Q: This is your second book. What is your first book?
A: My forthcoming first book with Karthick Ramakrishnan is "Progressive State Citizenship" with Cambridge University Press. We argue that the United States is entering a new era of what we call progressive state citizenship, with California leading the way. Since 2005, we have seen a major increase in state and local laws that facilitate and restrict the lives of undocumented immigrants, beyond what is prescribed under federal law. California has gone the furthest in this regard, passing a range of laws expanding immigrant rights on five key dimensions: 1. the right to free movement; 2. right to due process and legal protection; 3. right to develop human capital; 4. right to participate and be represented; and 5. right to identify and belong. Packaged together, these five dimensions of rights form a robust form of progressive state citizenship that operates in parallel to national citizenship.
The understanding that citizenship is exclusive to national governments is unreflective of how federalism shapes citizenship and entirely misses how states hold significant power over a panoply of rights. In our book, we place recent immigrant policies into larger historical and theoretical context by exploring what it means for states to expand or contract the rights of immigrants, blacks, LGBTQ communities and people with disabilities. We develop a conceptual framework of federated citizenship as a parallel set of rights across levels of government — national, state and local — all with the same five key dimensions of rights. As we show, state citizenship operates in parallel to national citizenship, and in some important ways, exceeds the standards of national citizenship.
We also lay out important differences between progressive citizenship, where states expand rights beyond those provided at the national level, regressive citizenship, where states detract rights available at the national level, and restrictive citizenship, where states reinforce federal restrictions on rights at the state level. Our primary argument is that the spread and timing of state citizenship regimes is explained by conflicts between federal and state governments, combined with conditions of party strength and social movement infrastructure within states.
Q: What does it mean to you to be given the Russell Sage Foundation Presidential Award?

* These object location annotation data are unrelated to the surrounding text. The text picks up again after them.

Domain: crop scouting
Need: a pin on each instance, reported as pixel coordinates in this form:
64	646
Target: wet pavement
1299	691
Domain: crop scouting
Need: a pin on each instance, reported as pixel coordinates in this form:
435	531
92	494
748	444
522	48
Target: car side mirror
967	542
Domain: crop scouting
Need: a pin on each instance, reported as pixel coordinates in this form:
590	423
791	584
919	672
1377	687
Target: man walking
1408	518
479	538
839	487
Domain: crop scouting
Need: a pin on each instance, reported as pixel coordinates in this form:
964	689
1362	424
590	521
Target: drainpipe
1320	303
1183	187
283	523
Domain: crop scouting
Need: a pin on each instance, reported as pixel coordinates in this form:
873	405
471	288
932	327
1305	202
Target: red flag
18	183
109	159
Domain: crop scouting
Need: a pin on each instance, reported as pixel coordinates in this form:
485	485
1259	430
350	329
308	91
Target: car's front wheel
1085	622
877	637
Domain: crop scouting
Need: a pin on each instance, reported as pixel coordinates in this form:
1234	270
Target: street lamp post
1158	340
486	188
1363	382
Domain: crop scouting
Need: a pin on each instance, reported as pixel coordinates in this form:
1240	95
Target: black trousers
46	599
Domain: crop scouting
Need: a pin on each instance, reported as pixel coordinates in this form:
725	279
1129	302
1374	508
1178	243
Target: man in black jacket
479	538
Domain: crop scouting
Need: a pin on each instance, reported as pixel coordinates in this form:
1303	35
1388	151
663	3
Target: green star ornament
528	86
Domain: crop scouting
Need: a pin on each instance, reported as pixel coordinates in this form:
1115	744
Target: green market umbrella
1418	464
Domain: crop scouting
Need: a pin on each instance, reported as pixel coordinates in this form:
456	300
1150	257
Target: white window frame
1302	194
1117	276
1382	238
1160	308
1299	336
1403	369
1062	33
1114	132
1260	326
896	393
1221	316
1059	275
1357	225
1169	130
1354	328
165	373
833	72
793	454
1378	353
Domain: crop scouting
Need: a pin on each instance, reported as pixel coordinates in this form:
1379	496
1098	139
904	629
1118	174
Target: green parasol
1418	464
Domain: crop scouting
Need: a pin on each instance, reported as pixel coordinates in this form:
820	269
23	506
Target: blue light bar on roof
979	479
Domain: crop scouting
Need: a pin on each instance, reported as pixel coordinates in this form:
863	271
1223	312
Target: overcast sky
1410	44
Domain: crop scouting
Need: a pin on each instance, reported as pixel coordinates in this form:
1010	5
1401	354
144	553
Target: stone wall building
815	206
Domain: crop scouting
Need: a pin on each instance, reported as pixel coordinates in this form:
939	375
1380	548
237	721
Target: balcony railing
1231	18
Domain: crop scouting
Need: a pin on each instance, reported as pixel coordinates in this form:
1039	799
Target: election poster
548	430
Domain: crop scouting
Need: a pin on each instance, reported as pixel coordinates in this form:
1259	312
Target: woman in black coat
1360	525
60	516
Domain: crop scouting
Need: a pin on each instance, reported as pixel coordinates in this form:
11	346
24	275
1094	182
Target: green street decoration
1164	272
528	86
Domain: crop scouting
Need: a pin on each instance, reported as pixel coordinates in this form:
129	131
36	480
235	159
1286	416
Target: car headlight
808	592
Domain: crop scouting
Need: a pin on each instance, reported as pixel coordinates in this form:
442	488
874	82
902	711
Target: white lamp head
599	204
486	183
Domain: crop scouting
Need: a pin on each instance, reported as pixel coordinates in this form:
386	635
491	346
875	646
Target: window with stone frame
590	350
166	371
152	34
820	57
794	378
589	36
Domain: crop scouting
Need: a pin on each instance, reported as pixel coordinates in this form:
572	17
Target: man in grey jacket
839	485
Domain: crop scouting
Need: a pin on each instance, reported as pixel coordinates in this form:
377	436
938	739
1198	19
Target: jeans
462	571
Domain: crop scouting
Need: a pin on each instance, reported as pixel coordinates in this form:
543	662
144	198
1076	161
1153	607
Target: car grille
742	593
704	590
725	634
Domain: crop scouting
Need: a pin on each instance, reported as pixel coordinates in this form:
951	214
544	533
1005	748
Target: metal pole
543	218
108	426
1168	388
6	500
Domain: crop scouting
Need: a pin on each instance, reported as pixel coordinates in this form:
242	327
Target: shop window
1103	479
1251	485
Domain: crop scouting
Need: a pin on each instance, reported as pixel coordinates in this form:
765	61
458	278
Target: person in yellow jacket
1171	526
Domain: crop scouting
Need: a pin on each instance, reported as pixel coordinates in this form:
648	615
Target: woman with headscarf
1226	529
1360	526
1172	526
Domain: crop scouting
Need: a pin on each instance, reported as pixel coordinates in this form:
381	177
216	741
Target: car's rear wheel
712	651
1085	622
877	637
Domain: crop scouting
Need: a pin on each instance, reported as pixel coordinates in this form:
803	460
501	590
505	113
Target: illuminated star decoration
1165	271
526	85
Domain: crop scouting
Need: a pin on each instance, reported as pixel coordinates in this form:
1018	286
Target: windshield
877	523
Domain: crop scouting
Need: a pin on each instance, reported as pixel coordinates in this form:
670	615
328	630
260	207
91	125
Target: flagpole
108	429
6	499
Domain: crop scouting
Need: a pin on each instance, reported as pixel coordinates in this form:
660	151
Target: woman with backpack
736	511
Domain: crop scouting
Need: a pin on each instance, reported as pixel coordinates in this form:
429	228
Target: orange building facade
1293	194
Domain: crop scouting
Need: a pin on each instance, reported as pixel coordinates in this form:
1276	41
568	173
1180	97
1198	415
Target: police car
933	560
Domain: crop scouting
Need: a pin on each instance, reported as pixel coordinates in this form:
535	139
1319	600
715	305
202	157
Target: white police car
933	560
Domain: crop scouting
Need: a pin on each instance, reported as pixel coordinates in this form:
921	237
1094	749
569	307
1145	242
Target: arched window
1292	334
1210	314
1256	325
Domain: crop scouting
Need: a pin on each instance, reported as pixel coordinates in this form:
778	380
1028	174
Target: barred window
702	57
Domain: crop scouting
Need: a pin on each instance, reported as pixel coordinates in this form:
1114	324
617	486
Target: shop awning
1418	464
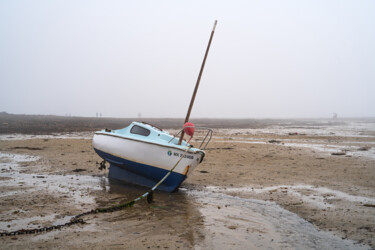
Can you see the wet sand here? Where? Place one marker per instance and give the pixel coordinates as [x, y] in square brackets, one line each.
[256, 188]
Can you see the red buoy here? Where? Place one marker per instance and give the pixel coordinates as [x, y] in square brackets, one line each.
[189, 129]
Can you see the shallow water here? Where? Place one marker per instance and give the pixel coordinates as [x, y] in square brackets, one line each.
[240, 223]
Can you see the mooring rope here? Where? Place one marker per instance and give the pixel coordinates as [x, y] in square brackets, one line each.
[77, 219]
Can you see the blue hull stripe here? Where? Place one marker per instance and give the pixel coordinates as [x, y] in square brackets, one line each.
[140, 174]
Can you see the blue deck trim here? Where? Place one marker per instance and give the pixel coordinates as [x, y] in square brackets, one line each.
[140, 174]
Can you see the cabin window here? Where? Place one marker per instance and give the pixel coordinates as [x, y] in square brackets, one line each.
[140, 131]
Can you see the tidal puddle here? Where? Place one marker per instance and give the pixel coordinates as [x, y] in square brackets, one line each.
[233, 222]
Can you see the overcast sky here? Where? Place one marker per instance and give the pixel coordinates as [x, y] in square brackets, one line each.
[268, 59]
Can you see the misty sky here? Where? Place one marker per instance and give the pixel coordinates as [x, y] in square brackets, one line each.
[268, 59]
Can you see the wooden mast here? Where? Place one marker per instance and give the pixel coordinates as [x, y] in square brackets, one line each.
[197, 84]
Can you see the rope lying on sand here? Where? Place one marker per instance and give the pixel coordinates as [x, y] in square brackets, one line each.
[77, 219]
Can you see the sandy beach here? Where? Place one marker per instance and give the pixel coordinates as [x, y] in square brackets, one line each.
[265, 186]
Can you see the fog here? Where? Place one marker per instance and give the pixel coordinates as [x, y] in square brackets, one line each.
[268, 59]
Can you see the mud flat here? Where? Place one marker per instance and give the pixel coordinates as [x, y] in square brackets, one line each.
[271, 187]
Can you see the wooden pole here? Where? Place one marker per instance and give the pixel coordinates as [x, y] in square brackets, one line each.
[197, 84]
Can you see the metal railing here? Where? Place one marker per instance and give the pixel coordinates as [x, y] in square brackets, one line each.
[207, 137]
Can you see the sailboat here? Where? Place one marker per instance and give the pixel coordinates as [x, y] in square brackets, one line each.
[143, 154]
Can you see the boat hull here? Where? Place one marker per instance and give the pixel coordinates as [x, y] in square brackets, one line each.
[145, 163]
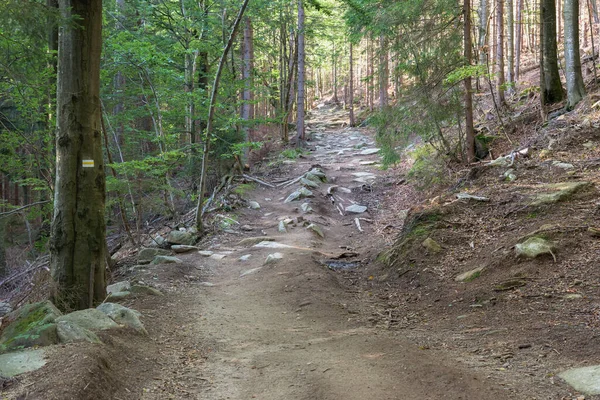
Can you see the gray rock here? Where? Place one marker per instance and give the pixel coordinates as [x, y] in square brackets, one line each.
[299, 194]
[585, 379]
[557, 192]
[5, 308]
[178, 237]
[316, 229]
[432, 245]
[166, 260]
[122, 286]
[30, 325]
[309, 183]
[90, 319]
[306, 208]
[146, 255]
[19, 362]
[68, 332]
[368, 152]
[141, 290]
[356, 209]
[182, 248]
[273, 258]
[534, 247]
[469, 275]
[123, 316]
[281, 227]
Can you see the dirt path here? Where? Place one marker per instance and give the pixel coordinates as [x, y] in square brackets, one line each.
[289, 330]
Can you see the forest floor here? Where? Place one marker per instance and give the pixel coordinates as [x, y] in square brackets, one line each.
[328, 321]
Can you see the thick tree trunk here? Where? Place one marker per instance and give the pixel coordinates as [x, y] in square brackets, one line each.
[500, 52]
[301, 71]
[550, 79]
[510, 33]
[519, 38]
[383, 73]
[247, 74]
[575, 86]
[78, 244]
[351, 86]
[469, 130]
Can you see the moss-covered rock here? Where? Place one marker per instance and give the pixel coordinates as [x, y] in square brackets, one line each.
[31, 325]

A: The Russell Sage Foundation has a strong reputation for rigorous scholarship and has been actively engaged in producing and supporting research on race, ethnicity and immigration. "Today’s Runaway Slaves" has already benefitted tremendously from the review process for the award, with generous feedback and suggestions on how to improve the conceptual and theoretical advancements I aim to make. Being selected for their presidential award is a great honor. I am deeply humbled to be placed alongside scholars that admire and to have my work shared with a broad audience of people interested in these issues and working toward solutions.